Circe. Relê o texto de Petrônio. “Não há uma palavra que possa apreender sua beleza. Na verdade, qualquer coisa que eu disser será pouco. Seus cabelos naturalmente ondulados se derramavam sobre seus ombros, a fronte pequenina, que fazia as raízes dos cabelos voltarem-se para trás, as sobrancelhas que iam quase até as maçãs do rosto e quase se misturavam do outro lado, no encontro das vistas, os olhos mais brilhantes que estrelas resplandecentes em noites sem luar, as narinas ressaltadas, e a boca, pequenina, qual Praxíteles acreditou tê-la Diana. Sem falar do queixo, da nuca, das mãos, da candura dos pés colocados numa grácil rede de ouro: tudo teria ofuscado o mármore de Paros. Assim, então, foi que eu, enamorado, pude esquecer Dóris.”
Silvia. A luz da manhã ensolarada ilumina em viés sua imagem sob o arco de pedra do pátio interno da antiga instituição de ensino. Ressalta as linhas do pescoço delgado, penetra as dobras da túnica de linho claro, bordada em delicadas ramagens de flores silvestres, para de repente entre a linha divisória dos seios arredondados, e fica à espreita, querendo decifrar seu anseio. Os cabelos naturalmente ondulados derramam-se sobre os ombros, protegendo-os. O nariz pequeno, levemente arrebitado, sobre lábios carnudos, rosa-vermelhados, desejam e convidam em silêncio, o mais despretensioso e inquietante. Os olhos, brilhantes, ressaltados por sobrancelhas arqueadas, interrogam, investigam. Os pés colocados em graciosas sandalhas de couro entrelaçado deixam à mostra calcanhares macios, dedos esculpidos em mármore de Paros. Enamorado, ainda não esqueceu o casal de amigos e amantes-guerrilheiros que ainda habitam e perturbam seu coração.
Depara-se com ela por acaso na sala de aula. Ela havia permanecido ali durante o intervalo. Não está maquiada e sua beleza, rara e resplandecente, é nublada pela melancolia que empalidece seu rosto e embaça seu olhar. Aproxima-se. Não consegue disfarçar o embaraço de ter sido surpreendida no momento de solidão e tristeza. Tira o lenço de cambraia de linho da bolsa e enxuga as sobras de lágrimas. Permanece em silêncio por alguns instantes. Ele toca de leve seu ombro e se afasta. A imagem dela, desprotegida e frágil como uma gazela desgarrada, o comove. Invadirá suas noites de insônia.

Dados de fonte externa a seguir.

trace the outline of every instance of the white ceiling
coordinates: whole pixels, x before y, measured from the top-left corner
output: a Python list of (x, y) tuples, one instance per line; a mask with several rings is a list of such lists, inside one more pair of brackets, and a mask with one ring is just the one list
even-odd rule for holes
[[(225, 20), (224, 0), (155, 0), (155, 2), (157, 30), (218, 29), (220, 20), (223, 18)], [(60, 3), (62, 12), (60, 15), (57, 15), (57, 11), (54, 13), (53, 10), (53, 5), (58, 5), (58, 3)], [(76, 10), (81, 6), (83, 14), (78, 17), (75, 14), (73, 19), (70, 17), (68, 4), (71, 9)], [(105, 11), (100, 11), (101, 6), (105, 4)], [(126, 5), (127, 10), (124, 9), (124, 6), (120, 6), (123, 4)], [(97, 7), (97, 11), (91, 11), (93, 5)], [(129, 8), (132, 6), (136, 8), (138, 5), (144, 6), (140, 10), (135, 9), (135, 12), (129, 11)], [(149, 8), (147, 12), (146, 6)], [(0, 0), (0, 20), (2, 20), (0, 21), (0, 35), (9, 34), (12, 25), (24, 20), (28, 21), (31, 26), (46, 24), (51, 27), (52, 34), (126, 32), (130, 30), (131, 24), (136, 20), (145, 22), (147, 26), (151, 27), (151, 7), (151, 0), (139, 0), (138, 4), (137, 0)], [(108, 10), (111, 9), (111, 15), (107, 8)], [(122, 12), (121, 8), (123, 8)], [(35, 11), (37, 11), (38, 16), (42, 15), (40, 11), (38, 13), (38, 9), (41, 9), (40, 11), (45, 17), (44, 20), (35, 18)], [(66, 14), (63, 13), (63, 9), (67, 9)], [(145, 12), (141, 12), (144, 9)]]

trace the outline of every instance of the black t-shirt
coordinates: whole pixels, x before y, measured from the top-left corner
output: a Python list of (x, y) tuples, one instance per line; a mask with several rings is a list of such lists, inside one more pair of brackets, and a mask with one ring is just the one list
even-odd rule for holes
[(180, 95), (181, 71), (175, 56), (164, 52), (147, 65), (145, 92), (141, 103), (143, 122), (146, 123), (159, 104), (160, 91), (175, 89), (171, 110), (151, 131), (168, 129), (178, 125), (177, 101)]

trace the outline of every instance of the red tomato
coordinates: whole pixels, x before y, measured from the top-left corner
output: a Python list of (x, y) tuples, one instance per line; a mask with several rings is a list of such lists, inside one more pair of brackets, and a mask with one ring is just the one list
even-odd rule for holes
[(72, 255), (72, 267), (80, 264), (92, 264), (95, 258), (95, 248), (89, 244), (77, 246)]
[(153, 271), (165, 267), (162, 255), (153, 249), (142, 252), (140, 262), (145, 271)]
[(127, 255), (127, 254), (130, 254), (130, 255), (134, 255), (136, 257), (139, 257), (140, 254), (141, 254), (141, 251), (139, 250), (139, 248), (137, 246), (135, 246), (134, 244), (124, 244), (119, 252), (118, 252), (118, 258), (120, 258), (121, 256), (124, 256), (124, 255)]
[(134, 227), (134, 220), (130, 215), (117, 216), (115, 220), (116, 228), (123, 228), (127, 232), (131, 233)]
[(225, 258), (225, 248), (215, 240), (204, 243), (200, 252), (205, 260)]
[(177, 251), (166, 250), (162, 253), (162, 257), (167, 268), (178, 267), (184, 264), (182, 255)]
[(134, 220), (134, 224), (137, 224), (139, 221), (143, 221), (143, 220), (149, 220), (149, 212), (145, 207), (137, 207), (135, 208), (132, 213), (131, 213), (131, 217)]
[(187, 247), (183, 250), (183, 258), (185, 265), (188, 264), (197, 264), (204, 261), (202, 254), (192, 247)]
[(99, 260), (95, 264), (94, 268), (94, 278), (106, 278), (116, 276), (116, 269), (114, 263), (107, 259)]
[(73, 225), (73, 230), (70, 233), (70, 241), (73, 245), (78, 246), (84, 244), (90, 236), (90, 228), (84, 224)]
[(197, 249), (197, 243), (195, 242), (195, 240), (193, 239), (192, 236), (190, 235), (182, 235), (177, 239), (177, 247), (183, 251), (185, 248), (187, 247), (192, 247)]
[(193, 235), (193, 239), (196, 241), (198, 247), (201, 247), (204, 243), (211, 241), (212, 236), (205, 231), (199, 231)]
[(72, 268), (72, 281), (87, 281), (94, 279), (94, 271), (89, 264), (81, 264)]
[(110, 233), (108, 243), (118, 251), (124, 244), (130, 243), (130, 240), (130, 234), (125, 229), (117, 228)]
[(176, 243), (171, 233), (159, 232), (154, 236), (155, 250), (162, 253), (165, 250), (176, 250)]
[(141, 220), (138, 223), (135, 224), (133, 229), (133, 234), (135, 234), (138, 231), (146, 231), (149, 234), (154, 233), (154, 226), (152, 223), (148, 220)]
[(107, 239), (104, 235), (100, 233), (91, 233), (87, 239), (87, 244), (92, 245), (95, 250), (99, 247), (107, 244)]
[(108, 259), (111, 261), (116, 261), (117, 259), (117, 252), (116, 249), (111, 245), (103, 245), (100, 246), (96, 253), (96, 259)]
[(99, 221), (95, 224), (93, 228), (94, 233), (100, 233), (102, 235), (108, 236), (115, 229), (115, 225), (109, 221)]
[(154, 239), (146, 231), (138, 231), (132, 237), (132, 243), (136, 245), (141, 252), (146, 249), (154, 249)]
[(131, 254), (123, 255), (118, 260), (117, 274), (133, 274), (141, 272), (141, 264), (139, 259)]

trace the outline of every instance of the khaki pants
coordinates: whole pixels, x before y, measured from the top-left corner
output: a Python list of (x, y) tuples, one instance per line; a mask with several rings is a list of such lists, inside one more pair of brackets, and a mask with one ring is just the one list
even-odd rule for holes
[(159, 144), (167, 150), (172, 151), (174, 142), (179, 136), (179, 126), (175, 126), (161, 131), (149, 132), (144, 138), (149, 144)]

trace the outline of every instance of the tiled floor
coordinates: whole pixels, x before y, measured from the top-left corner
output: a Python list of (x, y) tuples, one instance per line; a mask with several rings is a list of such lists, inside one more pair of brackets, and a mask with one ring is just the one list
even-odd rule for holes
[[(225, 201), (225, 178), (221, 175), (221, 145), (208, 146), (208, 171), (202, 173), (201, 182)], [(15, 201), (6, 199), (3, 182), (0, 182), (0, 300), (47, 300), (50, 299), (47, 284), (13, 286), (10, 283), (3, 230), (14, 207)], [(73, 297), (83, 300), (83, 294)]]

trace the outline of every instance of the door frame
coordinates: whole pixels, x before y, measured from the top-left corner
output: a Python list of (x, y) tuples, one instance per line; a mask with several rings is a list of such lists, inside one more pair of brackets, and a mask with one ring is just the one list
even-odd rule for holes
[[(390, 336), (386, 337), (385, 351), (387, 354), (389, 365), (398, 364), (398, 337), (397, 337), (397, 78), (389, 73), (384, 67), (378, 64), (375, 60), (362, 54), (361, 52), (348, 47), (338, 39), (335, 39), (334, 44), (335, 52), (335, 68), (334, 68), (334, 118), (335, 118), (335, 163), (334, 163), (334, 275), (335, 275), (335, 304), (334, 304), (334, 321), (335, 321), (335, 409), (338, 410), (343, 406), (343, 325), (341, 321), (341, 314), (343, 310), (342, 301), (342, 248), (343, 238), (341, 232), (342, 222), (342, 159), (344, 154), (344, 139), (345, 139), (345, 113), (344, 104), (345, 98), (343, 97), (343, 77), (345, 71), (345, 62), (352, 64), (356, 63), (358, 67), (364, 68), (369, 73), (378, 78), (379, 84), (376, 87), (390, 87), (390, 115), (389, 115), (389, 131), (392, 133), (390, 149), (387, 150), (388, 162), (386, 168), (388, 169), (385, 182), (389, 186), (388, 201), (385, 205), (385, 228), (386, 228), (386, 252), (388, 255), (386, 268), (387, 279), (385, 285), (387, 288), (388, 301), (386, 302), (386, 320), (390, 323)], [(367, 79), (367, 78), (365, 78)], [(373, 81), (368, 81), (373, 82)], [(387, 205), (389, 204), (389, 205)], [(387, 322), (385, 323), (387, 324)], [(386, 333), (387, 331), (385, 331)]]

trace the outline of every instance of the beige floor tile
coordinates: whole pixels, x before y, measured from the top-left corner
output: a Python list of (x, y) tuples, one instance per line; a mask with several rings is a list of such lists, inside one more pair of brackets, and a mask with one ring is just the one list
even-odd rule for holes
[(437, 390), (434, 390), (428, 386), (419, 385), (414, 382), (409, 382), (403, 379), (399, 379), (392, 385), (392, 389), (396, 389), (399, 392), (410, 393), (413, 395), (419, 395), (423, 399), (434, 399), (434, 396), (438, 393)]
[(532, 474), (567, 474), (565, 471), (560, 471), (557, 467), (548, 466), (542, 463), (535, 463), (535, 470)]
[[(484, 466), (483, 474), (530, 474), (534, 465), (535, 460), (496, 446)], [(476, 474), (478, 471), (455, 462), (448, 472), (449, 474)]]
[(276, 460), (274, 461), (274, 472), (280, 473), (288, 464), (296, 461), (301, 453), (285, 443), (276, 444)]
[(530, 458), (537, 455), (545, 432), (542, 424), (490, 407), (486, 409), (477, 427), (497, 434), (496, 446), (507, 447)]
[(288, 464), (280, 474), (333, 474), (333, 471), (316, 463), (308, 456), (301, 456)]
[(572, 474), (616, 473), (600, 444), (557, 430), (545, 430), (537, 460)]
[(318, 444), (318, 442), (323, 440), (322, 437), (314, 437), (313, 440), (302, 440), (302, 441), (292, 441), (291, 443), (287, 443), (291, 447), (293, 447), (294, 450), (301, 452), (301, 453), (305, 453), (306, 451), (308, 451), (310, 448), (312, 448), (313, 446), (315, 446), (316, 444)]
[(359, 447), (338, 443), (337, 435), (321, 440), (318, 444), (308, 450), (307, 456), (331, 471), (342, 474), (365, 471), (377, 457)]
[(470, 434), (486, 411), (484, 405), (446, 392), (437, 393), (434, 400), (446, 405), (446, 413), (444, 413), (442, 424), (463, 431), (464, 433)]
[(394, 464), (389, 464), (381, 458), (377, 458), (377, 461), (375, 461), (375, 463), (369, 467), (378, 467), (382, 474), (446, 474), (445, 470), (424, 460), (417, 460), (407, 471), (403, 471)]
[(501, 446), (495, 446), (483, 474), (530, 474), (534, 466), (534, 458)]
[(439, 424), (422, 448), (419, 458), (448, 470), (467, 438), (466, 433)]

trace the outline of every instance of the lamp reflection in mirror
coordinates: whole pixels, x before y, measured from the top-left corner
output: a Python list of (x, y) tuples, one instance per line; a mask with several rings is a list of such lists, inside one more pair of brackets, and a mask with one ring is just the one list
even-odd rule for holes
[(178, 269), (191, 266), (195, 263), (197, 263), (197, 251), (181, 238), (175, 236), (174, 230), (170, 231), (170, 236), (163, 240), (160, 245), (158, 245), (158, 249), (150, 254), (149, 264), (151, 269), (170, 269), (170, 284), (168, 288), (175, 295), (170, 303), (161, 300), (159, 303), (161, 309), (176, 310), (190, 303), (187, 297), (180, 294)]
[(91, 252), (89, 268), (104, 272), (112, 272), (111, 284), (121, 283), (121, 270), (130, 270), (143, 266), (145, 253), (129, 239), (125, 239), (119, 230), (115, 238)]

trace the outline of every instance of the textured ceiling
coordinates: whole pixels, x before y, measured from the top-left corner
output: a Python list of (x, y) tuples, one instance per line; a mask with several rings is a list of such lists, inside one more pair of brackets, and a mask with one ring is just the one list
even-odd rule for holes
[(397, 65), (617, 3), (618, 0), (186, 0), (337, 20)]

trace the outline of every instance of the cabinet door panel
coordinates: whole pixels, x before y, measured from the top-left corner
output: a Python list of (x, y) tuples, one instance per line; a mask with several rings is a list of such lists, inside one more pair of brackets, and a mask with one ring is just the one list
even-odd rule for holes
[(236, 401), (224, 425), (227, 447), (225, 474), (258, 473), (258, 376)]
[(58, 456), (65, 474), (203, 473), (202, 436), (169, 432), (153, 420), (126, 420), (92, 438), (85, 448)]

Encontram-se numa pizzaria no bairro nobre em que ela mora. Ela o convidara, depois de semanas de entreolhares e gestos contidos para dissimular a atração cada vez mais forte. Conta-lhe detalhes de sua vida para além do frisson nas passarelas onde brilha como modelo de um dos mais renomados nomes da alta costura paulistana. É casada, tem dois filhos pequenos e vem sofrendo constantes agressões físicas do marido. Buscou na volta à universidade uma rota de fuga para o desamparo e a vida sem sentido. “Você tornou-se meu refúgio na solidão que me cerca. Suas aulas me despertam para o conhecimento do outro, do diferente, o universo de sinais trocados sobre o que tem sentido na vida. A viagem que nos leva por culturas tão diversas me fez olhar para dentro de mim mesma. Custei a admitir que não me apaixonara pela Antropologia, mas por você.” Surpreso, acaricia sua mão, aperta-a devagar e intensamente, transmitindo o desejo que o consome.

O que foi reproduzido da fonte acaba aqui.